Was the Imam allowed into the country without being tested, or allowed entry even when he appeared sick, because religious leaders like him are respected and even revered?

Black Star News writer Nvasekie Konneh in a column "Eye-Witness To Ebola: How Public Denial Helped Spread of Disease In Liberia" on September 14, after visiting his native Liberia, reported on the problems that religion and culture presented -- slowing the fight against Ebola in the early stages.

If the authorities at the border crossing ignored clear symptoms that the Imam was sick, and allowed him to potentially infect scores other, including the Malian nurse who died after being involved in treating him, this would be unconscionable neglect and the officials must be held liable.

Ebola does not spare any one, regardless of race, gender, national origin, religion or status in life.

Those who have survived did so because of superior treatment as in the case of those who received care in American hospitals. The sole person who died in the United States, Thomas Eric Duncan on October 8, was a victim of neglect --  he was allowed to go home September 25 before he was treated too late starting September 28. Texas Presbyterian Hospital in Dallas knew it was liable, basically letting Duncan die because he was Black, and has settled with his family.

In the case of the Imam from Guinea, he may have infected several people on his way to Mali as well.

Now the authorities in Mali, a country which so far had been spared the disease, must scramble to trace all those who have been in contact with the Imam in the past several weeks, and, in turn, the people whom they have been in contact with.

The potential permutations make this a challenging operation.

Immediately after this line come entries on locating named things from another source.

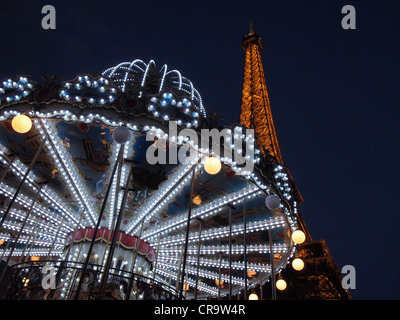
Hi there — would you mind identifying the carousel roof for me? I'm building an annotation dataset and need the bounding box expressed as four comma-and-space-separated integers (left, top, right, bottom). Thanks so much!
0, 60, 297, 294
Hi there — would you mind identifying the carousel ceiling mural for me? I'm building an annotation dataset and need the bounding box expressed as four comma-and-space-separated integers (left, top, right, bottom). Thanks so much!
0, 60, 297, 296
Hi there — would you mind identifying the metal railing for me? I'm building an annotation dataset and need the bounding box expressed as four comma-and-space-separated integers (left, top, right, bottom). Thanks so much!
0, 260, 179, 300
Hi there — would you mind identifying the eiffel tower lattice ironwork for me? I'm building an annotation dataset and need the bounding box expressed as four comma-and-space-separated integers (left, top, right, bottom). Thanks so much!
240, 25, 351, 300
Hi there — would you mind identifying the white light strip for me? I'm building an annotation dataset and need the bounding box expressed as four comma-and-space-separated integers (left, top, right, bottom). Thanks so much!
0, 145, 83, 227
34, 119, 97, 227
126, 154, 202, 234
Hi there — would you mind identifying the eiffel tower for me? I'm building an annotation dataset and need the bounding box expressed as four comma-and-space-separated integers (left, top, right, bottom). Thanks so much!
240, 24, 351, 300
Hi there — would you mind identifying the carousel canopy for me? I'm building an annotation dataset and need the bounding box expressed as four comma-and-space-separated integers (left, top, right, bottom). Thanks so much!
0, 60, 297, 295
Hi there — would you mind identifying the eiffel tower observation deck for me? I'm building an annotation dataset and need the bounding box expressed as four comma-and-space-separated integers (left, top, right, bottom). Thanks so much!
240, 23, 351, 300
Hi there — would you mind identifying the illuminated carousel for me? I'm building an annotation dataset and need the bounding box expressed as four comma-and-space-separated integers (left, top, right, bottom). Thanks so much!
0, 60, 303, 300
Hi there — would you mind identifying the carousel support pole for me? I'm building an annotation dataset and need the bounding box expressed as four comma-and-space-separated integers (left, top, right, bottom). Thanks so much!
46, 216, 65, 260
21, 220, 42, 262
153, 235, 161, 282
97, 161, 135, 300
99, 152, 122, 280
194, 218, 204, 300
175, 243, 185, 299
125, 218, 144, 300
75, 145, 123, 300
0, 154, 17, 183
0, 137, 47, 228
229, 205, 232, 300
243, 199, 247, 300
179, 166, 196, 300
268, 229, 276, 300
64, 208, 85, 260
218, 252, 222, 300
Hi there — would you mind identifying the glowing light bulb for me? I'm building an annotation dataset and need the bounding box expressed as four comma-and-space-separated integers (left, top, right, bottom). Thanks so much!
204, 157, 221, 174
292, 230, 306, 244
265, 194, 281, 210
11, 114, 32, 133
292, 258, 304, 271
276, 279, 287, 291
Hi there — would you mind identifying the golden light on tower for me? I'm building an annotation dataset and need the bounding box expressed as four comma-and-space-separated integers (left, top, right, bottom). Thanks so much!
240, 30, 283, 163
11, 114, 32, 133
204, 157, 222, 174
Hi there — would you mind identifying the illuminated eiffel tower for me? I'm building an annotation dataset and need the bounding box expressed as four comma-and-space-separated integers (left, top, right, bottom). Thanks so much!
240, 25, 351, 300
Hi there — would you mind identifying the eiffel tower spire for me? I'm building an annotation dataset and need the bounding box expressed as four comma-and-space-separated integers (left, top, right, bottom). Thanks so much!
240, 22, 283, 164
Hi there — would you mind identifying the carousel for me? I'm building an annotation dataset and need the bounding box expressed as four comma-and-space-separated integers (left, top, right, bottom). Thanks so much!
0, 60, 304, 300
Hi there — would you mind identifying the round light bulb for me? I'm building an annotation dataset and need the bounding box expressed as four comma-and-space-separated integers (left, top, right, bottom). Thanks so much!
204, 157, 221, 174
276, 279, 287, 291
265, 194, 281, 210
113, 127, 131, 144
249, 293, 258, 300
292, 258, 304, 271
11, 114, 32, 133
292, 230, 306, 244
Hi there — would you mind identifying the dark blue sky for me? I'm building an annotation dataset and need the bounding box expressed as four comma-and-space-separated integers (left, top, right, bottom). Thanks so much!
0, 0, 400, 299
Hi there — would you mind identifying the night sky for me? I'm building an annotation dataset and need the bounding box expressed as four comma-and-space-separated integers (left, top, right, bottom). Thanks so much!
0, 0, 400, 299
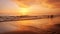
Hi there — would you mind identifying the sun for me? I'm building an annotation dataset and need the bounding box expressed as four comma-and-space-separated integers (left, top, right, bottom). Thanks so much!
20, 8, 29, 15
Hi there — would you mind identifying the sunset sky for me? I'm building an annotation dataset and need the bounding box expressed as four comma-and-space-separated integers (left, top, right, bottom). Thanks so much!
0, 0, 60, 15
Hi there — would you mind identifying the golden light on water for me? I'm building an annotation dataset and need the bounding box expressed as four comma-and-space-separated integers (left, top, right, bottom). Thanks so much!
19, 8, 29, 15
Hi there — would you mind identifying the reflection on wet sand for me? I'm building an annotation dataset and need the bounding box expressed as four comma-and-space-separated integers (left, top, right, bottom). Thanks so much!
0, 17, 60, 34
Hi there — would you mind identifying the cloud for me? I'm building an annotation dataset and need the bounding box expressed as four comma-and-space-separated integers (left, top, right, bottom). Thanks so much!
42, 0, 60, 8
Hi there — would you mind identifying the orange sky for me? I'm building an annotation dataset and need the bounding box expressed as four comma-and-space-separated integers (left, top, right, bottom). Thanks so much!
0, 0, 60, 15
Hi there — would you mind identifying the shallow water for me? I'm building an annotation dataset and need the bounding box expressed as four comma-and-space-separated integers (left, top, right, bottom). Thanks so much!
0, 17, 60, 33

Meanwhile the WHO reports that there have been 14,098 cases and 5.160 deaths from Ebola. The cases and deaths could be as many as four times more, the organization says, since many cases are not reported.

The official breakdown are as follows: Liberia 6,822 cases and 2,836 deaths; Sierra Leone 5,368 cases and 1,169 deaths; and, Guinea 1,878 cases and 1,142 deaths.

If they aren't already, the ministers of Health from West African countries must start meeting on a regular basis, perhaps every week, to help coordinate the fight against Ebola and to regularly compare notes. No prevention and containment protocol must be ignored regardless of the status of a potential or actual victim.

The Nigerian health authorities who did an excellent job in containing the disease and eliminating it in their country must reach out and help contain the disease in Mali because it could potentially threaten the entire West African region if Mali becomes another hot zone.

In this fight, all with some knowledge must be recruited, including writers such as Nvasekie Konneh, who was prescient when he observed the challenges tradition  and religion could present in the fight against Ebola.

The World Health Organization and the U.S. Centers for Disease Control and Prevention (CDC) must offer maximum assistance with the Nigerians taking the lead in Mali.